One of the main goals of the festival this year is to attract a larger audience, Zimmermann said. More than 36 guest speakers will facilitate discussions on campus and at each of the 26 films downtown to encourage participation, she said.
Shevory said he was not disappointed by last year’s attendance, but wants the festival’s popularity to continue to grow.
“Last year we had good audiences, but we want more,” Shevory said. “We’re trying to encourage more people to go downtown.”

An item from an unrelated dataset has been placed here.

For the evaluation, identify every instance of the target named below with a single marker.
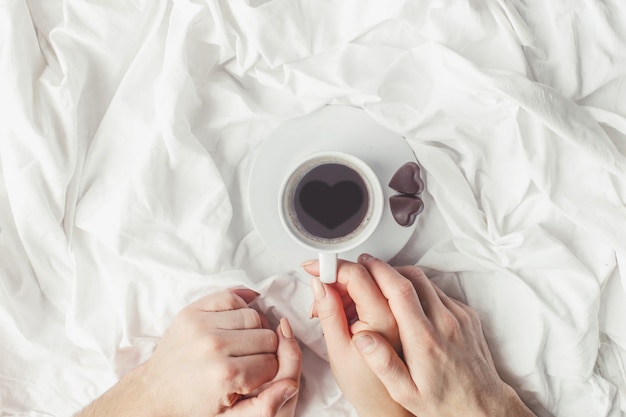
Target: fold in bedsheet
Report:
(127, 131)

Students at the college will also have more opportunities to be involved in the festival, Zimmermann said. The festival hired 75 student interns, compared with only two work-study and two graduate assistant positions last year, she said.

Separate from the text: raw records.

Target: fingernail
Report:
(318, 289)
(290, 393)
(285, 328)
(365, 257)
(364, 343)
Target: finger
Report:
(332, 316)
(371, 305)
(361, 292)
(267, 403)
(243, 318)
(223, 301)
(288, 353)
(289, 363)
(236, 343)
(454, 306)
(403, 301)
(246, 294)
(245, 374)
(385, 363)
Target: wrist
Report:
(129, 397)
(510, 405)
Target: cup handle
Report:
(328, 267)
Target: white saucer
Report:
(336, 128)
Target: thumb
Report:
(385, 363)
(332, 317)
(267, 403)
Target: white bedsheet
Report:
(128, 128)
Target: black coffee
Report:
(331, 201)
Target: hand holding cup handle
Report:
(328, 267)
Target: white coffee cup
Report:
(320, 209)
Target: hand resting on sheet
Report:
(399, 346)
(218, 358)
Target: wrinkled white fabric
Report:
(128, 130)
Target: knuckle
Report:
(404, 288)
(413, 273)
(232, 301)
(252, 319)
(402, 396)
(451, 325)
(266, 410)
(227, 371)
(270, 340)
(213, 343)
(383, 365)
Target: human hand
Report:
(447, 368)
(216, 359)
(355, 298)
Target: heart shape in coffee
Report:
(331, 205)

“Last year, we did not have interns because it was our first year,” she said. “We exceeded our expectations [last year], we had no idea there was that level of interest.”
Junior Jennifer Chen, a FLEFF intern, markets festival events and helps coordinate the artists, writers and filmmakers that contribute to the festival.
“The core skills that a FLEFF intern is expected to exercise, which includes communication and marketing, can be very useful in any career,” she said. “I’m always looking to [make] these skills stronger because it is so essential to anything that I may wish to do in the future.”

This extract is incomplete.